Surtout, le conseil d’État affirme que les juges nantais n’ont pas commis d’erreurs d’appréciation en affirmant que le ministère de l’écologie s’était abstenu volontairement de préciser les flux de nitrates « permettant, le cas échéant, de faire apparaître une amélioration significative de la teneur en nitrates des eaux du Blavet », reprenant à leur compte l’argument d’Eau & Rivières. Et les juges nantais ont encore pu régulièrement considérer que cette autorisation laxiste n’était pas possible sur ce bassin versant sensible, alors même que le projet d'extension de l'élevage était situé à l’extérieur d’un « canton en excédent structurel d'azote lié aux élevages, au sens de la réglementation sur l'eau » et alors « que la teneur en nitrates du cours d'eau situé en aval du site exploité par la société requérante ne dépassait pas les seuils fixés par les dispositions réglementaires alors en vigueur pour qualifier les zones vulnérables » (pollution par les nitrates d’origine agricole avérée ou menaçante, supérieure à 40 mg/l.).

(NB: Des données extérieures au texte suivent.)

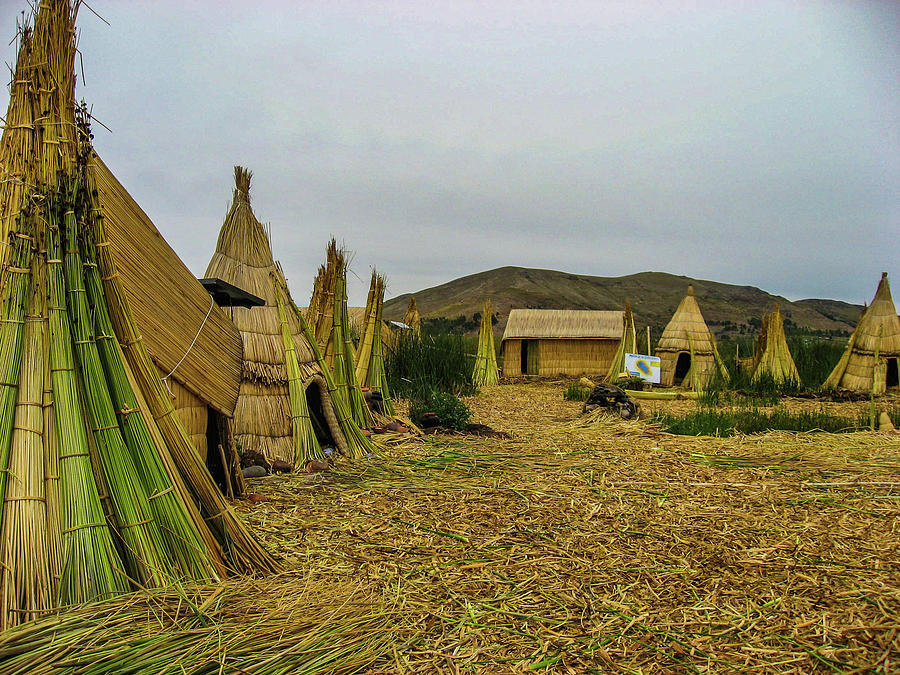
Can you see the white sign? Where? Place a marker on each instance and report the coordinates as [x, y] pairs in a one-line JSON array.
[[644, 367]]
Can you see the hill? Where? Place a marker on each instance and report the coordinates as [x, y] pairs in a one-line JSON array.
[[728, 309]]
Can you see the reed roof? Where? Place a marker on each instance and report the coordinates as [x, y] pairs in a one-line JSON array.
[[563, 324], [169, 304], [686, 328], [879, 326]]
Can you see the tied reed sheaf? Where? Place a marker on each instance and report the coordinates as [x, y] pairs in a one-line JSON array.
[[99, 483]]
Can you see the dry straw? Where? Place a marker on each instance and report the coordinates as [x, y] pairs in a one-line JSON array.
[[263, 415], [485, 372], [773, 356], [874, 343], [99, 483]]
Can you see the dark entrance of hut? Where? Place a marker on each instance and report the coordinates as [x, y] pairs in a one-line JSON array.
[[892, 379], [529, 363], [682, 368]]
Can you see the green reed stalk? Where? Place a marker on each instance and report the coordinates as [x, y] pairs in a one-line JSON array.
[[183, 543], [90, 564], [306, 445]]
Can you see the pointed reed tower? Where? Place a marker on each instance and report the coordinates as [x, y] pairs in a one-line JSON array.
[[101, 489], [687, 350], [870, 362], [269, 417]]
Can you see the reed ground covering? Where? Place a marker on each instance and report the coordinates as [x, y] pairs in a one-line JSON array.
[[580, 544], [597, 545]]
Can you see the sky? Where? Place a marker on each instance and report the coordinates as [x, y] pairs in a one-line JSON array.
[[753, 143]]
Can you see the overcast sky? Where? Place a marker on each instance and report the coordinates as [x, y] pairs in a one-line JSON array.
[[745, 142]]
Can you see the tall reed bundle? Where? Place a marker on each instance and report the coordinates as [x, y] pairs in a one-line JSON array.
[[333, 334], [627, 345], [486, 355], [370, 353], [98, 480], [264, 419], [873, 346], [773, 356], [411, 318]]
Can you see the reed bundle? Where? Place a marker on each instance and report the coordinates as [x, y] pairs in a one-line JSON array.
[[485, 372], [773, 356], [370, 352], [411, 318], [272, 393], [98, 479], [354, 442], [334, 329]]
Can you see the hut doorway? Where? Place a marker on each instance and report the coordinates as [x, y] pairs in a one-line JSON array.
[[682, 368], [315, 394], [892, 379], [529, 363]]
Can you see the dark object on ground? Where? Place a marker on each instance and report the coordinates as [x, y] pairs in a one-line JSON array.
[[280, 466], [253, 458], [482, 430], [316, 465], [430, 420], [611, 397], [374, 400], [254, 471]]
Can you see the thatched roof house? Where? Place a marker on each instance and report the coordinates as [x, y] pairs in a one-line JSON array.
[[262, 417], [687, 349], [560, 341], [870, 361]]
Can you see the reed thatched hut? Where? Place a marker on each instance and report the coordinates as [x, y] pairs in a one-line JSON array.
[[560, 341], [687, 349], [262, 417], [773, 356], [101, 490], [193, 343], [870, 362]]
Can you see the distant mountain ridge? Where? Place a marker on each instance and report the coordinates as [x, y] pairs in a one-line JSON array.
[[653, 295]]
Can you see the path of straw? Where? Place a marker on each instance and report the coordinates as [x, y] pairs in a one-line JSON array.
[[604, 546]]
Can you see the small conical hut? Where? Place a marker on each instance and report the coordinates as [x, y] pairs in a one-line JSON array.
[[264, 421], [773, 356], [101, 490], [411, 318], [687, 349], [486, 371], [869, 363], [628, 345], [369, 356]]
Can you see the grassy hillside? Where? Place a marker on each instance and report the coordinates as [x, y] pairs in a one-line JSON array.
[[653, 295]]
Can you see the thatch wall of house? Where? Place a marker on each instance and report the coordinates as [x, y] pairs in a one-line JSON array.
[[870, 362]]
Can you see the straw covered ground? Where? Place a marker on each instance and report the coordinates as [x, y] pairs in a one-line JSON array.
[[604, 546], [578, 545]]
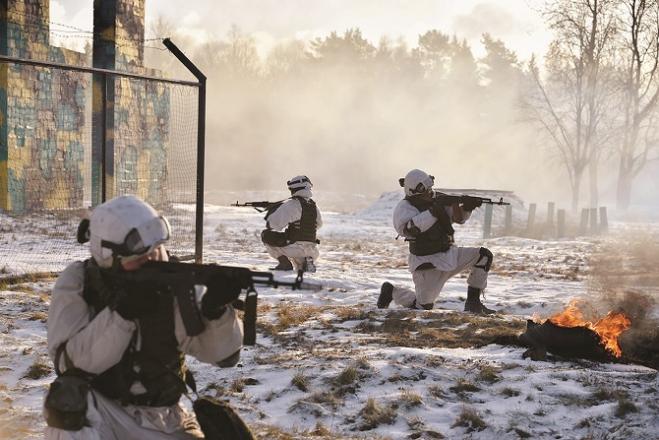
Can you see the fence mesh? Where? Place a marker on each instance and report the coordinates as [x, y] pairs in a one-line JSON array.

Cette nouvelle décision de justice sonne comme un sérieux rappel à l’ordre pour les préfets bretons. L’approche de prévention, règle cardinale en matière d’environnement, est bien applicable aux installations classées d’élevages agricoles. A l’heure où 55% de la surface agricole utile du pays (concernant 74 départements français, dont les 4 départements bretons en totalité) est classée en zone vulnérable aux nitrates malgré trois programmes successifs chargés de les combattre, le conseil d’État rappelle que les préfets doivent apprécier objectivement les dangers et inconvénients des opérations d’épandage de lisiers et autres déjections animales au regard des pollutions nitratées existantes, et refuser les projets présentant des risques importants de pollution supplémentaire, sans attendre que les normes européennes de qualité des eaux soient dépassées. La difficile restauration de la qualité des eaux nitratées (vingt ans de coûteux programmes infructueux en Bretagne) démontre, il est vrai, qu’il est plus facile de polluer… que de dépolluer.

A lire les juges, il faudrait sans doute commencer à arrêter d’autoriser de nouveaux élevages en région Bretagne si l’on veut restaurer la qualité des eaux. Question de bon sens ! Les préfets bretons entendront-ils mieux que par le passé la leçon de droit, donnée pour la première fois par le conseil d’État en personne?